Lár is designed to be the "Glass Box" alternative to "Black Box" agent frameworks. For enterprise deployments in regulated industries (FinTech, Healthcare, Defense), we prioritize determinism, auditability, and air-gap capability.

Every Lár agent generates a cryptographically-linkable JSON Flight Log (lar_logs/*.json) for every run.

• What is logged: Every input, prompt, tool execution, and output.
• Why: This enables 21 CFR Part 11 compliance capability. You can prove exactly why an agent took an action.
• Mechanism: State transitions are immutable.

Lár is fully decoupled from the internet.
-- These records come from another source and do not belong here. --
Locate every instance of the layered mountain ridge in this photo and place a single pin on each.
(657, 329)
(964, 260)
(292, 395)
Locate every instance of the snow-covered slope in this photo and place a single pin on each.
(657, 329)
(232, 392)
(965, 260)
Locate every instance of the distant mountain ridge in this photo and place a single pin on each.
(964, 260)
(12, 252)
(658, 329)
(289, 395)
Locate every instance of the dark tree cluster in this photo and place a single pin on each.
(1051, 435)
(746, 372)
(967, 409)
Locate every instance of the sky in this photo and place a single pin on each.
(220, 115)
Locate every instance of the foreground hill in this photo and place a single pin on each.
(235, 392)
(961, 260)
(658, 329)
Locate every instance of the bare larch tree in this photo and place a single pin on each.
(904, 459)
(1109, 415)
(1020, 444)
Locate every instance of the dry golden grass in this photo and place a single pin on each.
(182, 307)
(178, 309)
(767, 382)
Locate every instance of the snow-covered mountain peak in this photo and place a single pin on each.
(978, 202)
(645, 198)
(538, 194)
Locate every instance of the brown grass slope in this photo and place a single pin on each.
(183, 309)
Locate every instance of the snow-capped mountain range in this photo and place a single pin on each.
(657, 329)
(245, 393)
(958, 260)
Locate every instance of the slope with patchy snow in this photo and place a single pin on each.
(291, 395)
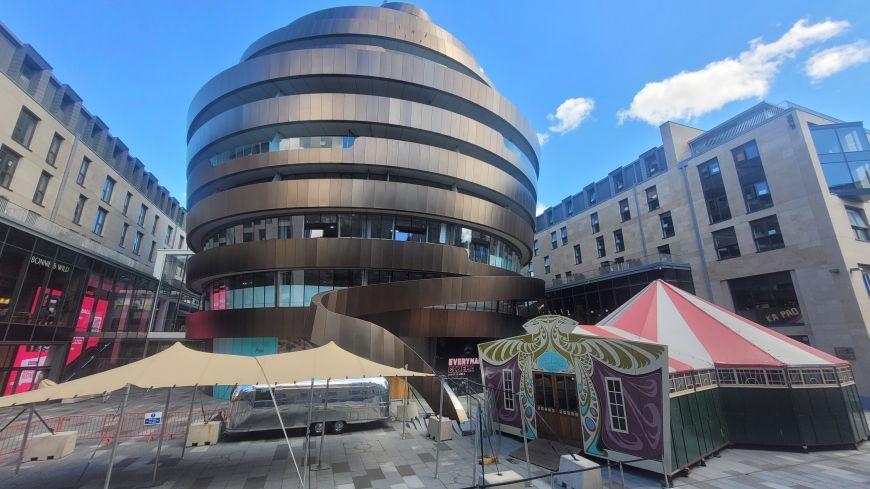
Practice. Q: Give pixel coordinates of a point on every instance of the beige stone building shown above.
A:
(765, 214)
(81, 221)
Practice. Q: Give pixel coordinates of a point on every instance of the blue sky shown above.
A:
(137, 65)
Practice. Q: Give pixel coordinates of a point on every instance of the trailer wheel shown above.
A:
(338, 427)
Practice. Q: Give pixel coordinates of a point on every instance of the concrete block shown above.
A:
(50, 447)
(504, 477)
(440, 429)
(406, 413)
(202, 434)
(591, 479)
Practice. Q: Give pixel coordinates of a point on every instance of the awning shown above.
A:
(179, 366)
(700, 333)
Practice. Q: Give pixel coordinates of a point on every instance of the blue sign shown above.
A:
(152, 419)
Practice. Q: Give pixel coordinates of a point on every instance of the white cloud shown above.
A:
(690, 94)
(570, 114)
(836, 59)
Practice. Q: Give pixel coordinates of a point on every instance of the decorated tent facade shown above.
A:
(607, 395)
(727, 380)
(773, 390)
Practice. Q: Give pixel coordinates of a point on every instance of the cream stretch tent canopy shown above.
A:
(179, 366)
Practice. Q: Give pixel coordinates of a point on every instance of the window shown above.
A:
(667, 223)
(507, 387)
(713, 187)
(652, 198)
(768, 299)
(618, 241)
(24, 127)
(143, 210)
(108, 188)
(100, 221)
(599, 243)
(725, 242)
(616, 405)
(753, 181)
(624, 211)
(8, 164)
(127, 202)
(53, 149)
(83, 171)
(137, 242)
(80, 207)
(859, 223)
(41, 187)
(766, 233)
(124, 228)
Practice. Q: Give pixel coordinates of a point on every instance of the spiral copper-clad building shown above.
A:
(376, 132)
• No Telemetry: The engine sends zero data to Snath AI or any third party.
• Local Models: Switch from gpt-4 to ollama/phi4 or deepseek-coder in one line.
• Offline Mode: Verify your agent's safety without ever sending bytes to a cloud provider.

We provide a standard architectural pattern (Pattern 10) for preventing jailbreaks.

• Mechanism: GuardrailNode (Regex/Keyword) -> Router -> LLM.
• Benefit: Blocks malicious inputs (e.g., "Ignore previous instructions") before they reach the LLM, saving cost and preventing unauthorized actions.
• Example: See examples/10_security_firewall.py.

Security patches and bug fixes are applied to the latest minor release of the Lár Engine framework.

We take the security of the Lár Engine framework and its users seriously. If you discover a vulnerability, we ask that you follow the process of responsible disclosure.

• Reporting Channel: Please report vulnerabilities exclusively via email to: axdithya@snath.ai or vinay@snath.ai
• Response Time: We commit to acknowledging receipt of your email within 24 hours and providing an initial assessment of the vulnerability within 48 hours.
• Public Disclosure: Do not open public GitHub Issues, Pull Requests, or discuss vulnerabilities on public forums (e.g., social media or Discord). Public disclosure before a fix is released endangers all users.